First trimester ultrasound
In the first trimester, an early ultrasound is often a routine part of prenatal care between 6 to 9 weeks of pregnancy. However a first-trimester ultrasound isn’t standard practice, because it’s still too early for your practitioner to see your baby in detail.
Most practitioners wait until at least 6 weeks to perform a first pregnancy ultrasound. However, a gestational sac can be seen as early as 4 1/2 weeks after your last period, and a fetal heartbeat can be detected at 5 to 6 weeks (though it might not always be).
If your doctor does decide to perform a first-trimester ultrasound, it gives you a welcome first glance of your baby.
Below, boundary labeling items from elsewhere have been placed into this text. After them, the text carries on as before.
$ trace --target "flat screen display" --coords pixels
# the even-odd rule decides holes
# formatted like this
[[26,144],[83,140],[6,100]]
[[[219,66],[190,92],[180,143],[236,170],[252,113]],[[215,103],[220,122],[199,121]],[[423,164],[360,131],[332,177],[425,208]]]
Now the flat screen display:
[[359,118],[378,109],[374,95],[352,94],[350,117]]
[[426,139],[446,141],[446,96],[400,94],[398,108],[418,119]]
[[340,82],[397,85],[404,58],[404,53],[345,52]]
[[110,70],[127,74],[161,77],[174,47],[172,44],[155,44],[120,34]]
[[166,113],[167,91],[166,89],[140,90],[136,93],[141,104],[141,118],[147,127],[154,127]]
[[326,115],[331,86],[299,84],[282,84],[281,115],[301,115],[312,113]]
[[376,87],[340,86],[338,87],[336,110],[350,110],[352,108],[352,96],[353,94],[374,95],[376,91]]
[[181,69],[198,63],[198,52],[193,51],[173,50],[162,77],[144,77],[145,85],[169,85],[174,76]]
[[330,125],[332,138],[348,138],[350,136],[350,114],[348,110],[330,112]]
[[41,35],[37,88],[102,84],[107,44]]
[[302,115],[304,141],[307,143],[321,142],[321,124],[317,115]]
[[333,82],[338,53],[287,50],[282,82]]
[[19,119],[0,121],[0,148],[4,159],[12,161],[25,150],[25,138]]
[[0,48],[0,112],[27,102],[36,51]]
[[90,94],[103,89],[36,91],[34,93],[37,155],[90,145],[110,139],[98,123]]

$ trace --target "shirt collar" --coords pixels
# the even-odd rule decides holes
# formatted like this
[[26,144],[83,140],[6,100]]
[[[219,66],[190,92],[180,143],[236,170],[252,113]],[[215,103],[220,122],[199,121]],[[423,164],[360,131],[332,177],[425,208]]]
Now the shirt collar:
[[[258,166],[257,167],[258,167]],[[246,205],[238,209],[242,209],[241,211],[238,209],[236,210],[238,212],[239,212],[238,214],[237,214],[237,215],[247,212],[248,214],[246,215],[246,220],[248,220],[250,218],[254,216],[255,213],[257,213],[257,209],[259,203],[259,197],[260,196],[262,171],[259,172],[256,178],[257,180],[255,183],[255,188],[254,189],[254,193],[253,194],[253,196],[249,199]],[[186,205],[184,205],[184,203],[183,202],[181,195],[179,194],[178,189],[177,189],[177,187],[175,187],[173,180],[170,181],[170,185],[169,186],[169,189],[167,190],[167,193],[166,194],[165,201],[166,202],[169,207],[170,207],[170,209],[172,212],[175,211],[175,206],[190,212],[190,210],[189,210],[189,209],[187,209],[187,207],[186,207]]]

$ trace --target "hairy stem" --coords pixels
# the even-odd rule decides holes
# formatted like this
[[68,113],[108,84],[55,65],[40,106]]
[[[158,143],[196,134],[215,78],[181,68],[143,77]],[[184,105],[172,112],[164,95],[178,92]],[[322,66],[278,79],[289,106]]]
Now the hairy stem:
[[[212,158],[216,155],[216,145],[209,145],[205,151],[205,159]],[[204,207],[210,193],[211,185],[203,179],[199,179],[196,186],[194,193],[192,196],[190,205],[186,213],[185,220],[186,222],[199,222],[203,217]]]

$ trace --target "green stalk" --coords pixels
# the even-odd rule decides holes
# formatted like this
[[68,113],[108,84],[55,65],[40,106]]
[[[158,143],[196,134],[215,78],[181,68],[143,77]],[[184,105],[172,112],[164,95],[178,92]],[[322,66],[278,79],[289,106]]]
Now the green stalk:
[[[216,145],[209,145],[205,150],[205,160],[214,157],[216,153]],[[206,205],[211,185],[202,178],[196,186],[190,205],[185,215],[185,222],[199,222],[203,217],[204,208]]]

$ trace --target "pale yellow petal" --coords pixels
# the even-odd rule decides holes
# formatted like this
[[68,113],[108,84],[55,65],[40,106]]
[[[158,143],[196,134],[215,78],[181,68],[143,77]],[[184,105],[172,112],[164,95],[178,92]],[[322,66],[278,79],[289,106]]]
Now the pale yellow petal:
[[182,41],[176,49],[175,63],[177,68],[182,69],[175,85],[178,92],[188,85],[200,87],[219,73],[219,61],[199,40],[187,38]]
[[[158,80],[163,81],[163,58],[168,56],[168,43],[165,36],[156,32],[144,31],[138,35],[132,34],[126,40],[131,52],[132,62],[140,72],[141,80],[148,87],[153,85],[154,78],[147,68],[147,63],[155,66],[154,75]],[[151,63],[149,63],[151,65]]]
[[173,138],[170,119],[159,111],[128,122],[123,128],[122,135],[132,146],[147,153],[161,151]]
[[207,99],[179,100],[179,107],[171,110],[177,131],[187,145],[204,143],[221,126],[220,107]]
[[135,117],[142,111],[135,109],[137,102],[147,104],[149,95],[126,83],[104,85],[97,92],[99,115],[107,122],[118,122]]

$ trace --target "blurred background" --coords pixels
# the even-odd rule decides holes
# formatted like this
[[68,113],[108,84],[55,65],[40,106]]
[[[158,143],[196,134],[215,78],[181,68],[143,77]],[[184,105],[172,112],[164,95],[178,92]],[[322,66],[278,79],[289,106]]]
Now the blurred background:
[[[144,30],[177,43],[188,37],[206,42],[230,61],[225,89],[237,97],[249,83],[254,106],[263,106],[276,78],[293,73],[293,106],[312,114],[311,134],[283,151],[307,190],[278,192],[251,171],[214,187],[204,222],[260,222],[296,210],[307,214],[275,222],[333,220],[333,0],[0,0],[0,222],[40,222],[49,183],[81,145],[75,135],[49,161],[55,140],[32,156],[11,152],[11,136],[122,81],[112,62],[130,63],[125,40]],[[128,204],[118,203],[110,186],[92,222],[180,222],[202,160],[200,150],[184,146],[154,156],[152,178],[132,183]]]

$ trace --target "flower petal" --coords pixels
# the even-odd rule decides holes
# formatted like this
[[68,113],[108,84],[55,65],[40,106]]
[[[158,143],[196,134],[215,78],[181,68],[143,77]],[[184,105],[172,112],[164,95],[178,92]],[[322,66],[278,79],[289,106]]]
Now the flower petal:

This sneak peak is used to:
- Confirm your estimated due date more accurately by measuring the fetus
- Check the fetal heartbeat
- Make sure the pregnancy is in the uterus (to rule out an ectopic pregnancy)
- Determine the number of fetuses
Hearing a Fetal Heartbeat
Second trimester ultrasound
Midway through your pregnancy, between week 18 and week 22, a detailed anatomy scan called a level 2 ultrasound is performed by a trained sonographer.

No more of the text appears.